Monday, 8 May 2017

Food For Thought!!

      Most rational people agree that we humans have had a tremendous impact on our home, the planet on which we live. Most would also agree, that impact has done tremendous damage, and the damage is on going. At what point is the damage non-repairable? 

      What if scientists are right and the planet's systems really are under threat of collapse, or are already in a state of collapse? What if humans were the major cause of that?
      Based on an evaluation of more than 1,000 previous studies, a new meta-review by an international group of 18 scientists suggests the Earth is perilously close to a tipping point where resource consumption, ecosystem degradation, climate change, biodiversity loss and population growth will trigger massive changes in the biosphere. 

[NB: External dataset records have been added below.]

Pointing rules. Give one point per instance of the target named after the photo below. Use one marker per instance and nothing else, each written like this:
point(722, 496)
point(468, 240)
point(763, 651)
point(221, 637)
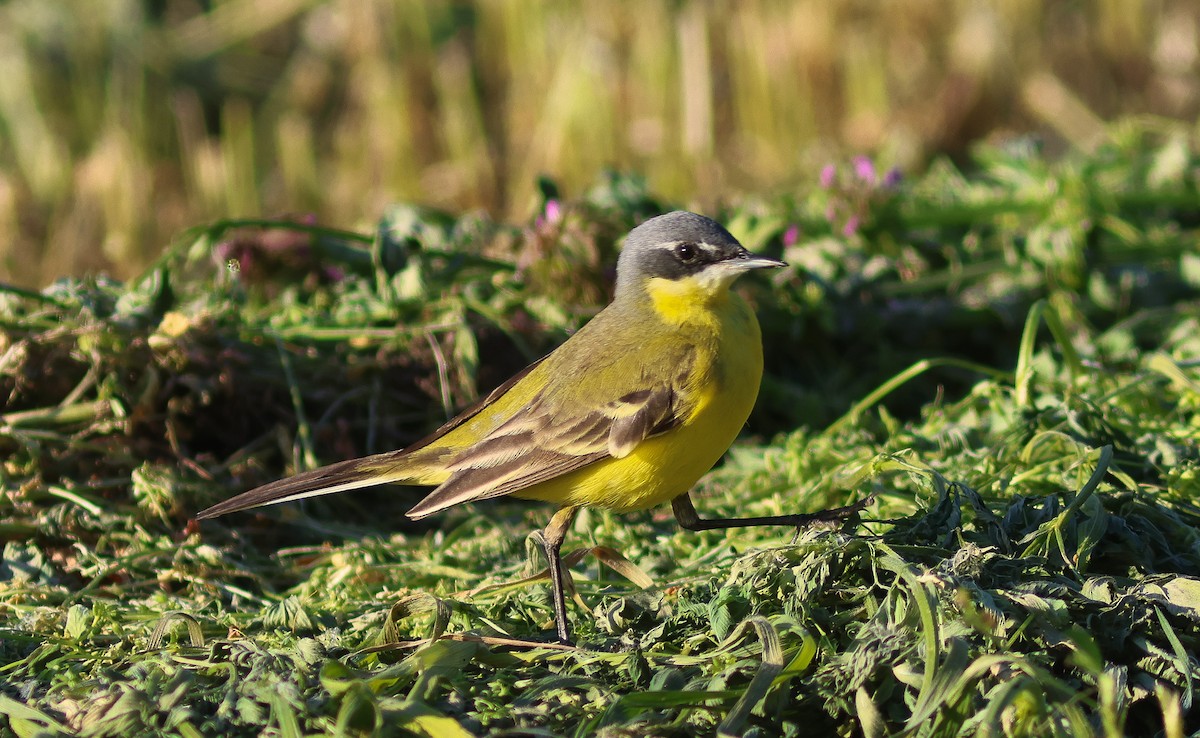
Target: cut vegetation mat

How would one live if this were true?
     Would we continue with the economic system that is the root cause of all this damage, and continue to devour ourselves into extinction, or would we start to dismantle this system and structure our communities and society in a sustainable fashion, creating a system of co-operation rather than competition, seeing to our needs, and not the self-centred desires of the greedy? At what point will we make that decision? Now, or when it is already too late?
Visit ann arky's home at www.radicalglasgow.me.uk

1 comment:

  1. A Spanish environmental biologist (Miguel Delibes de Castro) explains this metaphorically:
    I put a washing machine. When I remove my clothes from it, I find a small nut. I do not give it importance and I leave it anywhere. The next time, I find a little screw and I do not give more importance. Until one day the washing machine starts making a tremendous noise, it totters, cracks and collapses, pouring water all over the floor. Then I call the technician who informs me: The nut released the screw which, in turn, held a sleeve that released the water on the engine that eventually collapsed. If you had called me when the nut was released, we could have avoided the destruction of the washing machine.
    We have already come across too many loose "nuts and bolts" to keep putting even one more "washing machine".